Thoroughbred Arthur Pierse has the game to gallop to an historic first victory in the Pierse Motors South of Ireland Amateur Open Championship at Lahinch.

But at the age of 65 the former Walker Cup player admits that it's not his game that's the problem but his legs as he faces the possibility of having to play 72 holes or more over the next two days to win the amateur major he needs to complete the grand slam of Ireland's four provincial titles.

Following a 3&2 first round win over Ardee's Eugene Smith, Pierse surprised international John Ross Galbraith - a former Irish Close and North of Ireland champion - walking away a 2&1 winner to secure a last 16 appearance for the second time in four years.

After suffering what he reckons were "five or six" semi-final defeats in the 'South' over the last 40 years, the Tipperary native truly believes he can get over the line and lift the famous old trophy.

His biggest rival is not this morning's third round rival Daniel Holland of Castle but his age.

In his youth, he beat Darren Clarke 7&6 in the semi-finals en route to North of Ireland glory in 1987 and his prowess with the driver is such that Pádraig Harrington feared him.

"Arthur Pierse was unquestionably the best driver of a ball that ever played in a left to right wind," Harrington said.

"His ability to swing the golf club and strike the golf ball was as good as any pro's was or is. You worried about playing Arthur Pierse."


And Pierse?

"I am not worried about any of them," he said with a big grin. "Can I win? The legs are the only thing. Sometimes you wake up and the adrenaline has gone. But I feel a bit better this time than I did the last few times I made it this far.

"I am playing as well as anyone. If there were 18 holes every day, I'd have a great chance. But two rounds a day? Who knows? As I said, I am not worried about any of them, just me."

Pierse, who hits the ball as far as he did in his prime, made just two bogeys and made five birdies in his 35 holes, playing metronomically from tee to green and putting beautifully.

"He's still got it," Galbraith said. "I was surprised how far he got the ball out there. He just doesn't hit a bad shot."

If Pierse is the thoroughbred who never went the distance, 2010 champion John Greene from Portmarnock emerged as the working man's hero when he beat The Island's Paul McBride at the 20th to revive hopes of a second coming. Now 30 and working full-time for a private equity fund, he felt a winner at Limerick racetrack on Thursday when a horse of which he is part-owner, An Caisteal Nuadh, captured the bumper it its maiden outing.
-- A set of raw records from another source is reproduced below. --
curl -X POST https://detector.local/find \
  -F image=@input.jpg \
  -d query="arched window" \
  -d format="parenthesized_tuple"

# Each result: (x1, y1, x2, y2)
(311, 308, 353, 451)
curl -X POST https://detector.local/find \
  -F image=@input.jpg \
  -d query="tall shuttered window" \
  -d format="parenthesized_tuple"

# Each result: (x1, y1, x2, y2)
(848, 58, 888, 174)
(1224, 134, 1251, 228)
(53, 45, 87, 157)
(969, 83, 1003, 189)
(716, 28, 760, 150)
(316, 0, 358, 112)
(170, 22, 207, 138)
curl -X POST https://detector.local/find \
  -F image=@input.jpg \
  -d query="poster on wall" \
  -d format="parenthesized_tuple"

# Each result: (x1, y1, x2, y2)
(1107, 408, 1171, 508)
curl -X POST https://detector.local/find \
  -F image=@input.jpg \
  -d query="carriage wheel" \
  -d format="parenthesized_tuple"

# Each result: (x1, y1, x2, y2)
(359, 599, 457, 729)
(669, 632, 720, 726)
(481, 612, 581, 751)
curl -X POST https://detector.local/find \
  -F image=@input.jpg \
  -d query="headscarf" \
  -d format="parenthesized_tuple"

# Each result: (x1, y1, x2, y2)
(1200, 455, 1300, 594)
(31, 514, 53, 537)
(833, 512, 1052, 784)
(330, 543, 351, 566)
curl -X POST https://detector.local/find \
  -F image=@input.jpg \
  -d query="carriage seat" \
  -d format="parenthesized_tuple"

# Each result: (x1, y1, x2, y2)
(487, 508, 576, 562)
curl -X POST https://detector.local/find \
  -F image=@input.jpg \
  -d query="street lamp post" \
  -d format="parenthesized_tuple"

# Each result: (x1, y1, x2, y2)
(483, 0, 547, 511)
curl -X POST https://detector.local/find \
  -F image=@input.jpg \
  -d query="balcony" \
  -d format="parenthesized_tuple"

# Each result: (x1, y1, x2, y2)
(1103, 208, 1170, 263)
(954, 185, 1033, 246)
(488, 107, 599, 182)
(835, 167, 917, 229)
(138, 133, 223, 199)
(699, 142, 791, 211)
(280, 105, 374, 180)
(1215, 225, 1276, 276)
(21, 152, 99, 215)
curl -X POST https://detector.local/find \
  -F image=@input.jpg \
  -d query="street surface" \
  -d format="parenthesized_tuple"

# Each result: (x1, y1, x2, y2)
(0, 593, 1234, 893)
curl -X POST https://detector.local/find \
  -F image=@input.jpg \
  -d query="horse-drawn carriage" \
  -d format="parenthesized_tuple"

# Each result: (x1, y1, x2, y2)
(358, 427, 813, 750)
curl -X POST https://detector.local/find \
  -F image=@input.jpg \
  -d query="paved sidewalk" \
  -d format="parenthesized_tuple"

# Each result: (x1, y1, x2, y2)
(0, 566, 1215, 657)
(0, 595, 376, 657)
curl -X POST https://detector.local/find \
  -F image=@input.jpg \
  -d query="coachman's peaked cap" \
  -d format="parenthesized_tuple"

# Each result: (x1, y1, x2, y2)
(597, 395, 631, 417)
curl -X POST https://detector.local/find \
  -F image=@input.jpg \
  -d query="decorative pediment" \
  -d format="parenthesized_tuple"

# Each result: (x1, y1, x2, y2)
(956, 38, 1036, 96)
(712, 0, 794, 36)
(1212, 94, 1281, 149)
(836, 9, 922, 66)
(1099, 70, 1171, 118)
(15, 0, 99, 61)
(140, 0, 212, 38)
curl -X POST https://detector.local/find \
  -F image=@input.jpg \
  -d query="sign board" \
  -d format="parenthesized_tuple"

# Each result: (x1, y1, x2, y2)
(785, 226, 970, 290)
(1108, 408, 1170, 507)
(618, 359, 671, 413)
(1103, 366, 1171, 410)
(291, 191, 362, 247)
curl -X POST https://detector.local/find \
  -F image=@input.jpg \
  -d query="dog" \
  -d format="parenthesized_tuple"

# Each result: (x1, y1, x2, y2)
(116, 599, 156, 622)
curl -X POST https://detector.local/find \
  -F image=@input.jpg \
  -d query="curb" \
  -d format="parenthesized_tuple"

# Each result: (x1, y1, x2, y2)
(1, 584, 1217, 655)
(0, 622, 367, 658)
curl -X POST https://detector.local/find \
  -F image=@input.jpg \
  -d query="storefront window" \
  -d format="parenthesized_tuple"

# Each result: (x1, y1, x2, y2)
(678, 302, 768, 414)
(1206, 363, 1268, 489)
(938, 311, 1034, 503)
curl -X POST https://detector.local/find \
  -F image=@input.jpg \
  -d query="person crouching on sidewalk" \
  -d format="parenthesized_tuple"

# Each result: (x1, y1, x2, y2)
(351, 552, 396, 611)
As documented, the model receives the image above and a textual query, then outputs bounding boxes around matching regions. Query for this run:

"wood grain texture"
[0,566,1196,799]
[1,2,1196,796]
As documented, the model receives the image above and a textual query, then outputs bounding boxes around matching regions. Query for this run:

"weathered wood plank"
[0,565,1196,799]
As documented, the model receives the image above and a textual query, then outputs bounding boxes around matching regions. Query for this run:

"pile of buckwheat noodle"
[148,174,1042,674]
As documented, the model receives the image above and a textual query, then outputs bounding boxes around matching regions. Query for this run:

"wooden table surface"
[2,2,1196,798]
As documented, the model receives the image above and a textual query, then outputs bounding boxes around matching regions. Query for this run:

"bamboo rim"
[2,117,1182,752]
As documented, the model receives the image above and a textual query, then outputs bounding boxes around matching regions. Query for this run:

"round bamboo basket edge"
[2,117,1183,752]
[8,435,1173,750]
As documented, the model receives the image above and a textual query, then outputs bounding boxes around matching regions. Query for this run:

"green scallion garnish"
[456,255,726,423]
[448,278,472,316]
Greene would not class himself in McBride's class but he holed a clutch eight-footer at the 18th to match McBride's birdie and force extra holes and keep alive his hopes of proving he no one-hit wonder.

He then pitched to eight feet from rough right and holed another eight-footer for birdie at the 20th where McBride came up nine feet short with his third from the apron and grazed the hole with his next.

"I am playing enough. I am trying to cruise in under the radar.

"I haven't done anything here since I won," said Greene, who was playing out of Carlow in 2010.

"I've gotten through a few rounds but I haven't covered myself in glory. I don't really enjoy being a one-hit wonder so I want to prove it to a few people."